Liturgicamente estamos respirando os ares pascais da ressurreição de Cristo. Para a fé cristã, a ressurreição é fator fundante e fundamental; assim como disse o Apóstolo Paulo, se Cristo não ressuscitou dos mortos, então a nossa crença e fé não possui valor algum.

Mas, já na cruz antes de dizer “ está consumado ” e antes de morrer, Jesus olha para aquelas pessoas representando toda a humanidade e suplica ao Pai que lhes perdoe, pois, não sabem o que fazem. Interessante como achamos linda essa atitude de Jesus de que mesmo diante do sofrimento, dor e morte altruisticamente deseja que seus algozes sejam perdoados e perdoadas.

Mas, e nós? Não podemos ter a mesma atitude? Seria impossível a nós a misericórdia, a piedade, a paciência e a absolvição? Seria possível vivermos em paz?

Após a sua ressurreição, Jesus vai ao encontro de seus amigos e amigas, discípulos e discípulas e lhes entrega a paz. Coisa magnífica, Jesus traz à humanidade algo que só pode vir da divindade, é Deus que nos concede a paz plena, verdadeira e eterna. Até aí tudo ótimo! O encontro estava fluindo muito bem.

Entretanto, Jesus lhes entrega também a responsabilidade de perdoar. Na mesma medida que Deus perdoou eles e elas, assim, deveriam perdoar seus semelhantes. E assim encontrariam sempre a paz. Páscoa é passagem da condenação para a salvação, da condenação para o perdão, da condenação para a paz.

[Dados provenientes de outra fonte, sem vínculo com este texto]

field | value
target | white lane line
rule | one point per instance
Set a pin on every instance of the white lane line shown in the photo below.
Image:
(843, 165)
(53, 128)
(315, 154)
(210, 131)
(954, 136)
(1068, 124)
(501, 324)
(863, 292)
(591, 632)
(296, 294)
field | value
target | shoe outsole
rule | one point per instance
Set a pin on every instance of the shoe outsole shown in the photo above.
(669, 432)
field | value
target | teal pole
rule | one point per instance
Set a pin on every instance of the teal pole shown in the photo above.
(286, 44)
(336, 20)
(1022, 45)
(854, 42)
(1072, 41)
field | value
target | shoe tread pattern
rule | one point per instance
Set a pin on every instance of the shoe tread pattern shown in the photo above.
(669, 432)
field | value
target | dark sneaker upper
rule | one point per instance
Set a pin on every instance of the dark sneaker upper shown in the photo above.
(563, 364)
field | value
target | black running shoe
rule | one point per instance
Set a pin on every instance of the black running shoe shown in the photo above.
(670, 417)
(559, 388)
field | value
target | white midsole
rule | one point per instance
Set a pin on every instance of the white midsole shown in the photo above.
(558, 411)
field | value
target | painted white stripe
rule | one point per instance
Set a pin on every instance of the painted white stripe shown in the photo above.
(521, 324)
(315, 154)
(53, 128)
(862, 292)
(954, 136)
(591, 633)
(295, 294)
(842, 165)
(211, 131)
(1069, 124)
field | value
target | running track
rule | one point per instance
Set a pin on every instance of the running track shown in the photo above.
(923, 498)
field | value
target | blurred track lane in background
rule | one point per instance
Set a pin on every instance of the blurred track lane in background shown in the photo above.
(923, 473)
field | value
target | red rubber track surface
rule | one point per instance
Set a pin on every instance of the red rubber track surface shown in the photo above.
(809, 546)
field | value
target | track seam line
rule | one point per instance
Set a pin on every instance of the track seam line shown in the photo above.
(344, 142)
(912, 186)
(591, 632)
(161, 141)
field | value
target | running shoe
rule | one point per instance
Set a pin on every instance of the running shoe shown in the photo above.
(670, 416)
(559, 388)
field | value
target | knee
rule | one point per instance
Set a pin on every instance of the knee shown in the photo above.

Todas as pessoas erram, inclusive eu e você. Fico imaginando se todas as vezes que errei, fossem retidos o perdão. Com quem eu poderia conviver e me encontrar? Talvez, nem comigo mesmo. Como disse o Professor Wilhelm Wachholz perdão de pecados indica pacificação da vida, um novo tempo, uma nova chance, a partir da qual existe rompimento radical com o “ passado. O passado já não conta mais ”.

Para vivenciar a verdadeira Páscoa e viver em paz com Deus, com nosso irmão e nossa irmã e conosco mesmo é preciso a reconciliação; reconciliação pressupõe perdão. Sinceramente, mais do que nunca precisamos nos unir para a promover perdão, reconciliação e pacificação.

Todas as comunidades de fé devem ser extremamente acolhedoras, pacificadoras, amorosas e promotoras do perdão. Começando por mim e você, devemos estar sempre prontos e prontas para oferecer e entregar o perdão, pois, reter o perdão em nada nos ajudará.

Respondendo às perguntas acima, o poder de reconciliar e perdoar é dado à comunidade de Jesus Cristo, e na aliança que firmamos com Deus assumimos nossas responsabilidades; o perdão é uma delas.

Temos tudo para viver bem e em paz. Veja, experimente e acredite, não seja cético, mas creia no poder e na ação de Deus no mundo. Colabore!